Hi @bound-to-love, I learned the steps from a kallisto issue posted by another user and here are the steps.

kallisto bus -i index_file -o outdir --long -x bulk sample.fastq.gz
bustools sort -o outdir outdir/output.bus
bustools count -o outdir/out -g sample.gtf -e outdir/matrix.ec -t outdir/transcripts.txt outdir/output.bus

I notice that the outdir/output.bus file is not empty. The beginning few lines of outdir/matrix.ec shows below. And the outdir/transcripts.txt file shows a list of transcript IDs as in the transcriptome fasta file used for making the index.

0       188087
1       128482,133273
2       129500
3       128482
4       128482,129500,130163,133273

However, directory outdir/out is empty. Could you advice on this issue? And could you give an example on how to run the quant-tcc command as I don't seem to find one in the manual?

Thanks.

I have the same problem. I created genemap file using kb ref. A help would be appreciated.

bound-to-love commented 2 months ago

Hi! The error may be twofold. First, note according to the bustools manual -g, --genemap File for mapping transcripts to genes whereas a gtf was supplied. kb ref can be used to generate the appropriate transcript to gene mapping. Second, bustools sort is being supplied a directory as the output file; I would suggest supplying outdir/sorted.bus and then bustools count should be given outdir/sorted.bus (the sorted bus file instead of the direct output of kallisto bus). Apologies for my delay in responding, but fixing these two errors should fix the issue.

Finally, if you want to have transcript quantifications you can use

${path_to_lr_kallisto} quant-tcc -t 32 \ ${output}/count.mtx \ -i ${ref}_k-63.idx \ -f ${output}/flens.txt \ -e ${output}/count.ec.txt \ -o ${output};

bound-to-love commented 2 months ago

Hi, I just wanted to give a full example to, hopefully, clear up any remaining confusion. Note that the flags --cm and -m are used with bustools count to count multiplicity (since it is bulk) and include multimapping:

${path_to_lr_kallisto} bus -t 32 --long --threshold 0.8 -x bulk -i ${ref}_k-63.idx -o ${output} ${reads}

${path_to_bustools} sort -t 32 ${output}/output.bus \
 -o ${output}/sorted.bus; \
 ${path_to_bustools} count ${output}/sorted.bus \
 -t ${output}/transcripts.txt \
 -e ${output}/matrix.ec \
 -o ${output}/count --cm -m \
 -g ${ref}.t2g; \

${path_to_lr_kallisto} quant-tcc -t 32 \
    --long -P ONT -f ${output}/flens.txt \
    ${output}/count.mtx -i ${ref}_k-63.idx \
    -e ${output}/count.ec.txt \
    -o ${output}; 

Please let me know if you run into any more difficulties!

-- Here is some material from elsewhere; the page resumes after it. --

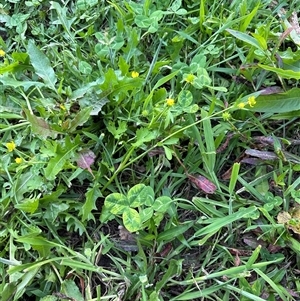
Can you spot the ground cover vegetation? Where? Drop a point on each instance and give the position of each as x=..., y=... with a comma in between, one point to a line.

icemduru commented 2 months ago

Hi, I just wanted to give a full example to, hopefully, clear up any remaining confusion. Note that the flags --cm and -m are used with bustools count to count multiplicity (since it is bulk) and include multimapping:

${path_to_lr_kallisto} bus -t 32 --long --threshold 0.8 -x bulk -i ${ref}_k-63.idx -o ${output} ${reads}

${path_to_bustools} sort -t 32 ${output}/output.bus \
 -o ${output}/sorted.bus; \
 ${path_to_bustools} count ${output}/sorted.bus \
 -t ${output}/transcripts.txt \
 -e ${output}/matrix.ec \
 -o ${output}/count --cm -m \
 -g ${ref}.t2g; \

${path_to_lr_kallisto} quant-tcc -t 32 \
  --long -P ONT -f ${output}/flens.txt \
  ${output}/count.mtx -i ${ref}_k-63.idx \
  -e ${output}/count.ec.txt \
  -o ${output}; 

Please let me know if you run into any more difficulties!

Hi Rebekah,

For me it helped to include --cm and -m options. Thanks a lot for the help. I think it is also useful to have --matrix-to-files option in quant-tcc command.

Regards

bound-to-love commented 2 months ago

You're welcome! Thanks for the feedback!

sbresnahan commented 1 month ago

Hi @bound-to-love - this issue thread was very helpful for learning how to use lr-kallisto for bulk lrRNAseq! I had to find this in the issues rather than the manual page though to figure it out. It would be great if the manual could be updated to more clearly demonstrate this use case as you have done here.